As part of a health check you should review your directory architecture. For information on using multiple directories, see 3.4 Multiple Directories
Directory assistance is a feature that enables a server to look up information in a directory other than a local primary Domino Directory (NAMES.NSF). You can configure directory assistance to use either a remote LDAP or another Domino Directory. Secondary Domino Directory referrals should be configured to use a local replica to the server for best performance. Administrators should create replicas of additional Domino Directories referred, on all servers where Directory Assistance is enabled.
Also consider the following:
- Are additional secondary directories required?
- Are all directories currently being used still needed?
- Should a mobile directory catalog or extended directory catalog be created?
- Is a mobile directory catalog being used on a server instead of the recommended extended directory catalog architecture?
As part of your health check, a review of the person documents is recommended. For example, field validation for the Person document does not specify that the Internet Address field be complete.

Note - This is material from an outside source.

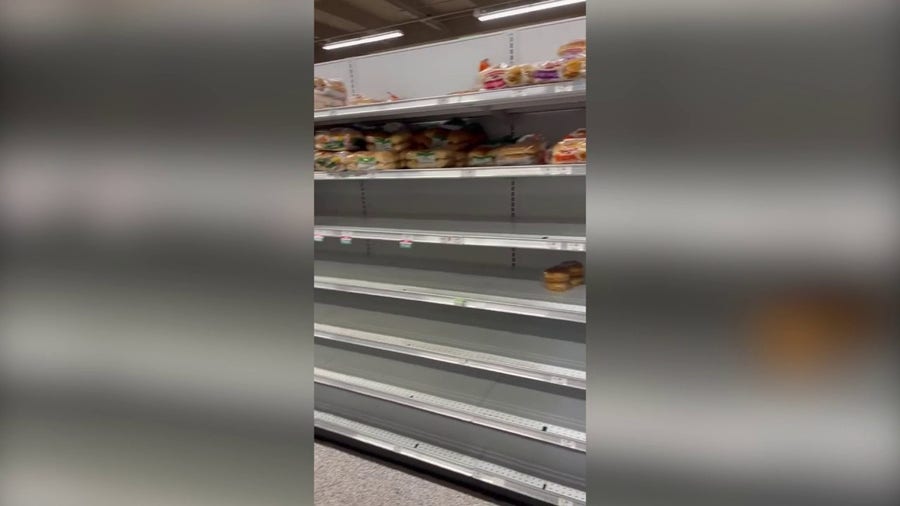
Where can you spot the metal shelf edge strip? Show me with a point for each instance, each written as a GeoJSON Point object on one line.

Mail routing from external senders can still occur if an internet address is stored in the User Name
field. To help prevent against incorrect mail routing, all members with a Domino mail box should contain a valid external email address in the internet address field.
Policies are a powerful tool that enables Administrators to control many user's client settings. These can be used to simply set client options (such as spell-check before sending e-mails). They can also be used to enforce company policy (such as e-mail message disclaimers).
As part of your health check review which policies are in force. Also check policy rules for any contradictory policies that might be applied to users. It is good practice to have at least a Desktop, Security and Registration policy:
- Desktop Policy to help standardize the Notes client. Benefits include a reduction in support calls and easier troubleshooting.
- Security Policy to enforce password for compliance in-line with corporate instructions.
- Registration Policy to standardize creation of new users and their accounts. For example, ensure all new users have Editor access to their mail file (rather than Manager).
The topic of Policies is discussed in more detail in this wiki. See 2.3 Policies
Backup and Restore Procedures
As part of your health check you should review and document, if it has not been done already, your backup and restore procedures.
- A clearly defined backup procedure is vital for any business. The backup schedule for Domino environments will depend on whether Archived Transaction Logging is enabled. If the Transaction Logging type is circular logging, or is disabled, then daily full backups of the Domino data (NSF / NTF) is most likely required.
- If the transaction logs are backed up with a third-party backup tool, then the schedule must accommodate this. Transaction logs should be backed up frequently. Each evening an incremental backup captures the Domino data. A full backup should still be taken once a week.
- Equally important as the backup procedure is the restore procedure. Whereas the backups tend to be automated, a restore is usually performed by the technical operations group or Domino Administrators. It is therefore useful to perform periodic “dry-runs”, to ensure databases are restored as expected and the procedure can be performed smoothly when the business demands it.